So Robin Cook has become the first casualty of the war.
The Commons leader has resigned on a matter of principle - the first New Labour minister ever to go on those grounds - and others are certain to follow.
To state the obvious, this is seriously bad news for Tony Blair.
The MP will become far and away the most serious and senior dissenter on the backbenches - and his attacks will not be confined to this war.
Once this is all over he has the potential to be a real and powerful threat to Tony Blair, sniping at any number of policies from Lords reform to foreign policy.
Indeed, his influence may prove to be less important over the war crisis than it will be later when politics returns to what will then count as normality.

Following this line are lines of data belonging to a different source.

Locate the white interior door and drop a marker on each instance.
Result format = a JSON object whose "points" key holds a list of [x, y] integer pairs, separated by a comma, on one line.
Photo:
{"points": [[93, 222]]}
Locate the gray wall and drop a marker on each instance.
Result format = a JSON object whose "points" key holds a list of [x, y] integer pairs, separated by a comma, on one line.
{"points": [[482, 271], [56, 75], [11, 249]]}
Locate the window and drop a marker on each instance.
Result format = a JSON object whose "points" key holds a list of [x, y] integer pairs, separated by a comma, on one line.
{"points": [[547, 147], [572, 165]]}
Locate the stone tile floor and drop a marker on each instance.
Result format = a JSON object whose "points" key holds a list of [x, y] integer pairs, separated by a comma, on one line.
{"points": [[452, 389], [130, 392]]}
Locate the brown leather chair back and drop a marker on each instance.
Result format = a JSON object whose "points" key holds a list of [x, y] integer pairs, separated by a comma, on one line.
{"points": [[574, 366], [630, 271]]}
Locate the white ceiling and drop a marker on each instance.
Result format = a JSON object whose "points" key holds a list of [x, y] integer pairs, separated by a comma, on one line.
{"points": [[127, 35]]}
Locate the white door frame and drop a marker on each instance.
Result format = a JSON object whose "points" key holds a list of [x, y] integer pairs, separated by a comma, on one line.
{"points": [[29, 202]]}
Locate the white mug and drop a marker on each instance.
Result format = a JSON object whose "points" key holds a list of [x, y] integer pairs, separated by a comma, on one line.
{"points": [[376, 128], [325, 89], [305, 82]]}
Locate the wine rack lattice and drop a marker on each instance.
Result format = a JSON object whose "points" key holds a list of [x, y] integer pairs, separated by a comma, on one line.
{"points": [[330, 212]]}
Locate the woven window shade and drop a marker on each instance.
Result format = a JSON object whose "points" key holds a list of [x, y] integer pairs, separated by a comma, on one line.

Losing Mr Cook from the cabinet under ordinary circumstances would have troubled the prime minister little.
The former foreign secretary had been demoted by Mr Blair once and was always seen as a potential trouble maker.
It is quite possible that Mr Blair would have got around to reshuffling him out of government at some point.
He was not seen as a serious leadership challenger or even any longer as a focal point for Old Labour and left wing dissenters looking for a figurehead.
He has never been a great gang leader and previously found it difficult to attract followers most of who were attracted more to his rival Gordon Brown.
Put bluntly, he was seen as a spent force. That is no longer the case.
Ever since he was demoted he has used his position to build a base amongst backbenchers and make his mark through modernising parliament.
That has only been partially successful and the prime minister has stymied him on at least two occasions - once over changes to the appointment of select committee chairmen and again over reform to the House of Lords.
So Mr Cook has plenty of reason to feel less than superglue loyalty to his leader.
That is not, however, to suggest his action has been sparked by disloyalty. He clearly has reached his red line and is not prepared to step over it.
This is as much a matter of principle for him as it is for the prime minister.
And Mr Cook now has the real power to become the anti-war rebels' champion on the backbenches.
Possibly he remains vain enough to still see himself as a contender if this all goes wrong for Tony Blair.
More likely, he sees his role as Kingmaker in the event of that challenge. And in any case it is maintaining his integrity rather than other questions that are in the front of his mind at the moment.
However, Mr Cook is a supremely accomplished and astute political operator. So he has probably calculated the odds are heavily against a leadership challenge.
In that case, he has given up a job that was already running out of steam - thanks to his leader - on a matter of principle.
His biographers will give him a good write up for that.